Item 303(b) applies the identical disclosure requirements to interim reports, specifically stating that MD&A relating to interim period financial statements “shall include a discussion of material changes in those items specifically listed in paragraph (a) of this Item, except that the impact of inflation and changing prices on operations for interim periods need not be addressed.” The Commission reiterated and emphasized these interim period disclosure requirements in an Interpretive Release issued in 1989, stating:

“The second sentence of Item 303(b) states that MD&A relating to interim period financial
statements ‘shall include a discussion of material changes in those items specifically listed
in paragraph (a) of this Item, except that the impact of inflation and changing prices on
operations for interim periods need not be addressed.’ As this sentence indicates, material
changes to each and every specific disclosure requirement contained in paragraph (a), with
the noted exception, should be discussed (emphasis added). The purpose of MD&A is “to
give the investor an opportunity to look at the company through the eyes of management by
providing both a short and long-term analysis of the business of the company.”
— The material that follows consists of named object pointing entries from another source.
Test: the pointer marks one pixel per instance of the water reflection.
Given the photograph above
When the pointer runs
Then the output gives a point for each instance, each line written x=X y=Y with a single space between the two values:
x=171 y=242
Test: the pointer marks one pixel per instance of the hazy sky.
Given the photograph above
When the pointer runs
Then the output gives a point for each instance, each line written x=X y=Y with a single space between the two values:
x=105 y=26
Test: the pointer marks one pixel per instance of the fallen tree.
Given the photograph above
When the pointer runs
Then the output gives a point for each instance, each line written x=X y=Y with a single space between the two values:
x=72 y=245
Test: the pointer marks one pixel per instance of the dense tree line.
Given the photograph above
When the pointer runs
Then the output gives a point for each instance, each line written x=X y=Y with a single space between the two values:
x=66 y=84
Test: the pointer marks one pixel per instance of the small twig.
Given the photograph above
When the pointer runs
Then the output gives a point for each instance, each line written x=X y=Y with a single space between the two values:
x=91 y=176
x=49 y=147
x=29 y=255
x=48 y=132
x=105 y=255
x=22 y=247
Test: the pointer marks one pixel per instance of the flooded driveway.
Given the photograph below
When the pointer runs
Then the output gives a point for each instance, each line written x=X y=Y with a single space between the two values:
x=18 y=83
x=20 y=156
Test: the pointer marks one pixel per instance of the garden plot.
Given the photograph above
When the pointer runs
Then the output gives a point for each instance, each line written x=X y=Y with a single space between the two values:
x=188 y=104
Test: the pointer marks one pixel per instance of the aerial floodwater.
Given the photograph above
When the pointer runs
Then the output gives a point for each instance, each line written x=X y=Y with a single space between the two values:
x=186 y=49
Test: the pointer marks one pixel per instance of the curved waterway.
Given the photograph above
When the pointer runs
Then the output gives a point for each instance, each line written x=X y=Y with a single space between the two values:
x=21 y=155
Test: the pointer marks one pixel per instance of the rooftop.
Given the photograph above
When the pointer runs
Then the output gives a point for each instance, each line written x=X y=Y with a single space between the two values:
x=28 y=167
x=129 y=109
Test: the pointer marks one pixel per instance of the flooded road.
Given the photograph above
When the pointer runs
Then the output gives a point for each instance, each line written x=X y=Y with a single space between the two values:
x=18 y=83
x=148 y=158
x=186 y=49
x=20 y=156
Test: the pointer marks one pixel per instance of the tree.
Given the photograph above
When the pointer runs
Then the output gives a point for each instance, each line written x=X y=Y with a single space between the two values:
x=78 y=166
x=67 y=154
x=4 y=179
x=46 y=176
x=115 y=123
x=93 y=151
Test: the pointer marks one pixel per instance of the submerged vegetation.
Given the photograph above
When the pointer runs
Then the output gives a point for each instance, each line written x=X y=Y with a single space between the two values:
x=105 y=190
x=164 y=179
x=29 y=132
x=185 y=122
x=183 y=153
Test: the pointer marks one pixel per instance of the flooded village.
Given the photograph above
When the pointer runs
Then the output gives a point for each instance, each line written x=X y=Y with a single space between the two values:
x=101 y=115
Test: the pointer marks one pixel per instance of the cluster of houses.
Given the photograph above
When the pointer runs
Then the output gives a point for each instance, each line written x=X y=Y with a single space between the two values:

SEC Interpretation: Management’s Discussion and Analysis of Financial Condition and Results
of Operations; Certain Investment Company Disclosures, Exchange Act Release No. 26831 (May 18, 1989) (“MD&A Release”).

The MD&A Release also sets forth a test concerning these disclosure requirements. If a trend, demand, commitment, event or uncertainty is known, management must make two assessments:

(1) Is the known trend, demand, commitment, event or uncertainty likely to come to fruition? If management determines that it is not reasonably likely to occur, no disclosure is required; and

(2) If management cannot make that determination, it must evaluate objectively the consequences of the known trend, demand, commitment, event or uncertainty, on the assumption that it will come to fruition. Disclosure is then required unless management determines that a material effect on the registrant’s financial condition or results of operations is not reasonably likely to occur.

The Commission also has explained that “reasonably likely” is a lower disclosure threshold than “more likely than not.” Commission Statement About Management’s Discussion and Analysis of Financial Condition and Results of Operations, Release Nos. 33-8056 and 34-45321 (January 25, 2002).

During the relevant period, Bank of America failed to disclose known material uncertainties relating to (1) whether Fannie Mae had changed their repurchase practices after being put into conservatorship, and the increasing number of claims and increasing inventory of contested claims from Fannie Mae; and (2) the future volume of repurchase claims from monoline insurers and the ultimate resolution of mounting contested monoline claims. With regard to these uncertainties, Bank of America neither determined that they were not reasonably likely to come to fruition, nor determined that, if they came to fruition, they would not have a material impact on income from
continuing operations. These uncertainties indicated a material risk to future income from continuing operations. Accordingly, disclosure was required. See Panther Partners, Inc. v. Ikanos Communications, Inc., 681 F.3d 114, 122 (2d Cir. 2012) (concluding that Item 303 required disclosure of known uncertainty regarding potential returns of product and risk to future income).